Dobbiamo avere un cuore buono, capace di compassione. Compassione nel senso etimologico della parola, di “con-patire, patire-con”. Il nostro Dio è un Dio di “com-passione”. Egli si è impietosito di noi, ed è venuto tra noi, fattosi uno di noi. Dice san Paolo: “Cristo, da ricco che era si fece povero per noi, perché noi diventassimo ricchi per mezzo della sua povertà” (2Cor 8,9).

La “com-passione” di Dio ci sta davanti come modello; il cuore “com-passionevole” di Gesù ci è di stimolo e di sprone.

In fondo, è tutto questione di cuore. Un cuore “com-passionevole” vede bisognosi dappertutto, vede persone da aiutare dappertutto. Quanto bisogno c’è di ascolto, di comprensione, di accoglienza, di pazienza, di sopportazione, di dolcezza, di tenerezza, di incoraggiamento, di perdono! Ogni persona è bisognosa di tutto questo, e un cuore “com-passionevole” sa dare tutto questo, non è mai sicuro d’avere dato abbastanza in “com-passione”.

Cuori di carne, e non di pietra, sono necessari al nostro mondo, alla nostra società, alla famiglia, alla Chiesa.
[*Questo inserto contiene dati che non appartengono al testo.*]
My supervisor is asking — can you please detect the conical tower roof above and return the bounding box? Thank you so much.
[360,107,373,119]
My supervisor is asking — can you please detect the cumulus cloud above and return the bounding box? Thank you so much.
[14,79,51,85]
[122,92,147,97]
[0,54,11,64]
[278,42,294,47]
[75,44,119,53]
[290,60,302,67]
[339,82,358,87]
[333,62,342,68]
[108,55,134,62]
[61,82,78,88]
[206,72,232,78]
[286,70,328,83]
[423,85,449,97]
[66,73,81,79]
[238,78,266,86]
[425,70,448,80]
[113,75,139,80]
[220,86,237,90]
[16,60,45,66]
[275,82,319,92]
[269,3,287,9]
Tenendo conto anche che proprio sul “cuore” saremo giudicati alla fine della vita. Il ricco della parabola andò perduto per il suo cuore di pietra; anche i suoi cinque fratelli erano a rischio di andare perduti a causa del loro cuore di pietra. Gesù ha detto: “Avevo fame, avevo sete, ero pellegrino…e mi avete aiutato… venite nel regno del Padre mio” (Mt 25,31-46). Dallo stato del nostro “cuore” dipenderà la nostra salvezza, la nostra eternità. In paradiso entreranno solo “cuori di carne”.

Domandiamo allora al Signore che ci dia un cuore così, ci dia il suo stesso cuore. “Cuore di Gesù, rendi il mio cuore simile al tuo” può essere la preghiera, la giaculatoria che ci accompagna in questa settimana. Abbiamo, infatti, bisogno di un trapianto di cuore!